First landlord prosecuted under Rotherham Council’s selective licensing scheme

Published Wednesday, 23rd March 2016
Rotherham law courts
Rotherham Law Courts

A Rotherham landlord has been ordered to pay more than £1,000 at Rotherham Magistrates’ Court after pleading guilty to operating a rented house without a licence.

The house on Avondale Road in the Masbrough Selective Licensing Area was identified in October 2015 by the Council’s Community Protection Unit who identified the unlicensed house due to a large accumulation of household waste in the rear garden.

Licensing of private rented housing was implemented in four areas of Rotherham in May 2015 (Eastwood, Masbrough, Dinnington and Maltby South East), with the intention of improving the management standards in the private rented sector.

The aim is to help tackle issues such as poor property standards and high levels of anti-social behaviour which often lead to short term tenancies and put people off wanting to stay in the area.

Graham Adams, the Director of Alvastone Property and Development Limited, was fined £460, on 16 March and ordered to pay the Council’s costs of £559.34 with a victim surcharge of £46.

The house is now empty but if it is to be re-let the company has to apply to the Council for a licence which will cost a further £592.

Mr Adams admitted in court that he had failed to licence the house despite receiving letters and warnings that he needed to do so. He also failed to attend an interview with the Council to explain the reasons for not licensing.

Councillor Emma Wallis, Advisory Cabinet Member for Housing said: "This is an important first case in Rotherham where a landlord has paid the penalty for ignoring a licensing regime which is designed to drive up standards in this growing sector.

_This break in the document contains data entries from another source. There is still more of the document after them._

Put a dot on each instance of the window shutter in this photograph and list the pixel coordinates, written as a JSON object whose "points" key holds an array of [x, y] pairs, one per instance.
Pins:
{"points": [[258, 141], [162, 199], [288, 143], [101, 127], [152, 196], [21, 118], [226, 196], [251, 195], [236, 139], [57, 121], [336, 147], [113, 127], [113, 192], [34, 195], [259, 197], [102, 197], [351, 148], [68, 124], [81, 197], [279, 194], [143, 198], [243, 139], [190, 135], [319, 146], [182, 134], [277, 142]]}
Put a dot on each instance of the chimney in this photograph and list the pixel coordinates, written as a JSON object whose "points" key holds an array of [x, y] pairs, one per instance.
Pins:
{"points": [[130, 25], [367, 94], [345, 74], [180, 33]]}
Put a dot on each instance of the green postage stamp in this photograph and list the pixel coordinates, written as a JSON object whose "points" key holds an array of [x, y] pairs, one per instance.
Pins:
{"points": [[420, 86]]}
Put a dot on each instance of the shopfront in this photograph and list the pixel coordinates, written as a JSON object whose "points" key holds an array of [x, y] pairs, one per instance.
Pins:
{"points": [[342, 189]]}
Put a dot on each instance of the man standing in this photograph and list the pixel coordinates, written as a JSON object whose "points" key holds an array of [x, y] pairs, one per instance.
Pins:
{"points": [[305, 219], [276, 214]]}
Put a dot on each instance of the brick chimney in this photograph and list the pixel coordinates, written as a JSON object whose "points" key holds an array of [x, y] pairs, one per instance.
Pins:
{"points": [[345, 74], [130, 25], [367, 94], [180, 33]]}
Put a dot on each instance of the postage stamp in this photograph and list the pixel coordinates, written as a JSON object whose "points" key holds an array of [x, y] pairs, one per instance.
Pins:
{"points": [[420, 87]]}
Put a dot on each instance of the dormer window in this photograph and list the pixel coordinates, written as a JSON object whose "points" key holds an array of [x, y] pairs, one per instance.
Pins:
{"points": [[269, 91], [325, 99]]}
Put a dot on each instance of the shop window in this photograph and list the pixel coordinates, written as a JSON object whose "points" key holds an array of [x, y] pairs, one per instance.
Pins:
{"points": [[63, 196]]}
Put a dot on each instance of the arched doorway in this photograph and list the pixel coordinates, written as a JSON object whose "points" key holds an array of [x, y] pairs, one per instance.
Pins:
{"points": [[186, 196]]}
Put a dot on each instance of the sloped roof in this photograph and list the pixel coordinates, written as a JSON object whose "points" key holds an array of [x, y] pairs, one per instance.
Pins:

"This prosecution demonstrates the council’s commitment to rooting out rogue landlords, and ensuring that their properties meet the standards we expect.

"This first case shows that the council means business, and will hopefully act as a deterrent to other landlords who may be considering not complying with the scheme."

John Healey, MP for Wentworth and Dearne and Shadow Secretary of State for Housing and Planning, added: "The new Selective Licensing scheme will boost parts of Rotherham and provide much needed support to communities through tackling things like anti-social behaviour and sub-standard property conditions.

"The Council consulted widely in the areas that are affected and found that the vast majority of residents were in favour of the initiative.

“Residents and responsible landlords have long been concerned that some landlords are profiting from renting out properties in very poor condition, which has had a knock-on effect on people’s health and quality of life.

"These communities will benefit greatly as the Council takes decisive action against these landlords, making sure they improve conditions once and for all.

"This really is a ground-breaking scheme, which points the way for other councils on how to raise standards for private renters."

Two cases in addition to this prosecution are currently being prepared for court by the Council’s Legal Services covering 34 flats and houses. Further cases are being developed for prosecution by the Community Protection Unit as owners have failed to apply for licenses after a series of warnings.